A Danmaku System from Standalone to Million-User Clusters
The same push-broadcast-store pipeline underpins any real-time group chat, live-auction feed, or collaborative editing tool. The hot-cold storage pattern and the ban on synchronous DB writes are the two rules that keep latency flat and the database alive under spike traffic.
A danmaku system needs to push messages to every viewer in a live room with sub-100ms latency. HTTP polling collapses under load, so the architecture switches to WebSocket persistent connections via Netty, which keeps 50,000–100,000 connections alive on a single 4-core 8GB machine. When traffic outgrows one server, a message queue like RocketMQ broadcasts each comment to every cluster node, and Redis Pub/Sub handles smaller deployments where occasional message loss is acceptable.
Storage uses a hot-cold split: the most recent 500 messages per room sit in a Redis sorted set for instant retrieval, while all history flows asynchronously through a message queue into MySQL in batches of 1,000 rows. Synchronous database writes are avoided entirely to prevent the main push pipeline from blocking. Rate limiting is enforced with a Lua-scripted sliding window in Redis, and a DFA-based filter scans text in a single pass for sensitive words.
On the frontend, Canvas rendering replaces DOM manipulation once message volume climbs, recycling vertical tracks as text scrolls off-screen. The system also batches outbound pushes every 50ms, caches hot-room data locally with Caffeine, and isolates celebrity-stream traffic onto dedicated server resources. The roadmap moves from HTTP polling under 10,000 users to a multi-datacenter service mesh above one million.
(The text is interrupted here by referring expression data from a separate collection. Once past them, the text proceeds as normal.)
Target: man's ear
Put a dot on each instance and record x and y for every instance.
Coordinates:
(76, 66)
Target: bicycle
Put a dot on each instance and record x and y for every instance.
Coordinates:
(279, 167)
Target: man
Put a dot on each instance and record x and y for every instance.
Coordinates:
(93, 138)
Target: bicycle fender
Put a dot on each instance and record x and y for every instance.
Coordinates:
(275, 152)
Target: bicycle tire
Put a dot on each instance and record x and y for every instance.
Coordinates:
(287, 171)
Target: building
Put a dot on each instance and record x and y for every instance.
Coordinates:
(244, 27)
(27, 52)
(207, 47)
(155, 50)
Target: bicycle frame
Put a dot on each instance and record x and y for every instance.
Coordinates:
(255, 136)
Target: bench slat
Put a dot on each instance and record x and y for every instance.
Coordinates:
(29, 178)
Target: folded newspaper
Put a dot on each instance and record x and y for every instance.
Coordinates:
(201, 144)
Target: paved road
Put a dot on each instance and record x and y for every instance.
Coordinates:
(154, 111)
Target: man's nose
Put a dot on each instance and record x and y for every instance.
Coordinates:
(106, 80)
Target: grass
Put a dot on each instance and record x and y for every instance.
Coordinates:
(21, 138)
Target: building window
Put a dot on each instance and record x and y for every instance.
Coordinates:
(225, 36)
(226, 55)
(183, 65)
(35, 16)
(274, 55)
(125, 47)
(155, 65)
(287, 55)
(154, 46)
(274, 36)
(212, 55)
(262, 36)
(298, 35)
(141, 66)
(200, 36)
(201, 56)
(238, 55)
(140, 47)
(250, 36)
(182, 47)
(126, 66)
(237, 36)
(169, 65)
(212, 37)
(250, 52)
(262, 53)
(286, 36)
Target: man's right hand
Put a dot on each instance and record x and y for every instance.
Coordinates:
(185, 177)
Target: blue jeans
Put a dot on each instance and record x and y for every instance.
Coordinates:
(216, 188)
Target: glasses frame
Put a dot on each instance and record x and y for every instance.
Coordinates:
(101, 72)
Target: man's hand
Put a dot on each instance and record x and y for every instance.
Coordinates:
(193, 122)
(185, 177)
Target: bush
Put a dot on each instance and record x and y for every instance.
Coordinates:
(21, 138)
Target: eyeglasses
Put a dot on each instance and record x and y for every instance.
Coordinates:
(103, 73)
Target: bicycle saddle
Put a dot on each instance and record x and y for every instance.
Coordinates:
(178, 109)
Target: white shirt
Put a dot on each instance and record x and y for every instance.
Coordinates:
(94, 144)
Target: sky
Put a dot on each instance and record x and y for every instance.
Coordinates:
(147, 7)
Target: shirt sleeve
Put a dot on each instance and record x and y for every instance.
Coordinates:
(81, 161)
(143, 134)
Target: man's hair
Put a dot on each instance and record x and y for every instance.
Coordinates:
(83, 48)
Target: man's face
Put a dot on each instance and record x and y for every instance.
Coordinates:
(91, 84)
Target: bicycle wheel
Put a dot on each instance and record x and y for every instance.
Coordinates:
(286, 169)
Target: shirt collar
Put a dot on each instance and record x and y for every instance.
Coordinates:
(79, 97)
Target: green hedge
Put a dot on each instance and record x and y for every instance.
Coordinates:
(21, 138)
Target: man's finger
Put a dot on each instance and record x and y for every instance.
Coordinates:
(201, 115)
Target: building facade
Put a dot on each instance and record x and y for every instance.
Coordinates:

The architecture is a textbook exercise in separating the fast path from the slow path: Redis acknowledges the user in ~1ms while MySQL catches up later, a pattern that applies to any write-heavy real-time feed.
Choosing between Redis Pub/Sub and a full message queue is framed as a reliability-vs-ops trade-off, not a purity test, which matches how teams actually decide under delivery pressure.
The DFA filter is a reminder that a well-known CS algorithm beats a regex loop when the word list is large and the text is short, a detail often missed in quick implementations.
The 50ms batch-push scheduler is a low-effort, high-impact optimization that turns per-message IO into a periodic bulk write, a trick that generalizes to any fan-out system.